Original topic: tiflash 有没有参数可以限制内存最大使用防止oom 还有同步的速度，防止同步占用资源过多导致查询完全无法查询

| username: TiDBer_ZsnVPQB4

[TiDB Usage Environment] Production Environment
[TiDB Version] 5.2.1
[Reproduction Path] Operations performed that led to the issue
[Encountered Issue: Issue Phenomenon and Impact]
[Resource Configuration]
Question:

Are there any parameters in TiFlash to limit the maximum memory usage to prevent OOM? TiFlash keeps restarting due to OOM. It quickly consumes memory upon startup, not due to queries, but likely due to loading a large amount of data into memory, causing OOM. The following parameters have been adjusted but the memory usage still keeps increasing until OOM.

Memory cache size limit for data block metadata, usually does not need modification

mark_cache_size = 5368709120

Memory cache size limit for data block min-max index, usually does not need modification

minmax_index_cache_size = 5368709120

Memory cache size limit for DeltaIndex, default is 0, meaning no limit

delta_index_cache_size = 0

# Maximum memory usage for processing a single query. Zero means unlimited.
profiles.default.max_memory_usage: 0
# Maximum memory usage for processing all concurrently running queries on the server. Zero means unlimited.
profiles.default.max_memory_usage_for_all_queries: 0

Also, is there a way to limit the speed of adding new tables to TiFlash to prevent excessive resource usage, which makes business queries completely unresponsive?
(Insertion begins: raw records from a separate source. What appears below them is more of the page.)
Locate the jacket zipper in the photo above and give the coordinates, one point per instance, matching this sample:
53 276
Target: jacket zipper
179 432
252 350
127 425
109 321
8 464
[Attachment: Screenshot/Logs/Monitoring]

translator_bot · June 22, 2024, 4:29pm

| username: tidb菜鸟一只 | Original post link

When adding a TiFlash replica, each TiKV instance will perform a full table data scan and send the scanned data snapshot to TiFlash to form the replica. By default, to reduce the impact on TiKV and TiFlash online services, the speed of adding TiFlash replicas is slow and consumes fewer resources. Generally, parameters are adjusted to speed up the process. If you want to slow it down, you can refer to this and reduce the parameters accordingly:

translator_bot · June 22, 2024, 4:29pm

| username: WalterWj | Original post link

If this adjustment still results in OOM, then upgrade

translator_bot · June 22, 2024, 4:29pm

| username: ljluestc | Original post link

In TiFlash, there are parameters that can limit the maximum memory usage to prevent OOM errors caused by repeated restarts. Here are some related parameters:

profiles.default.max_memory_usage:
profiles.default.max_memory_usage_for_all_queries:
delta_index_cache_size:
mark_cache_size:
minmax_index_cache_size:

In addition to these parameters, TiFlash also limits the speed of adding new table synchronization to prevent synchronization from occupying too many resources and affecting query performance. You can use the max_delta_schema_sync_threads parameter to adjust this limit. By default, this parameter is set to 10, which should be sufficient for most systems. If you need to increase the table synchronization speed, you can increase this value, but be aware that doing so may increase resource usage and affect query performance.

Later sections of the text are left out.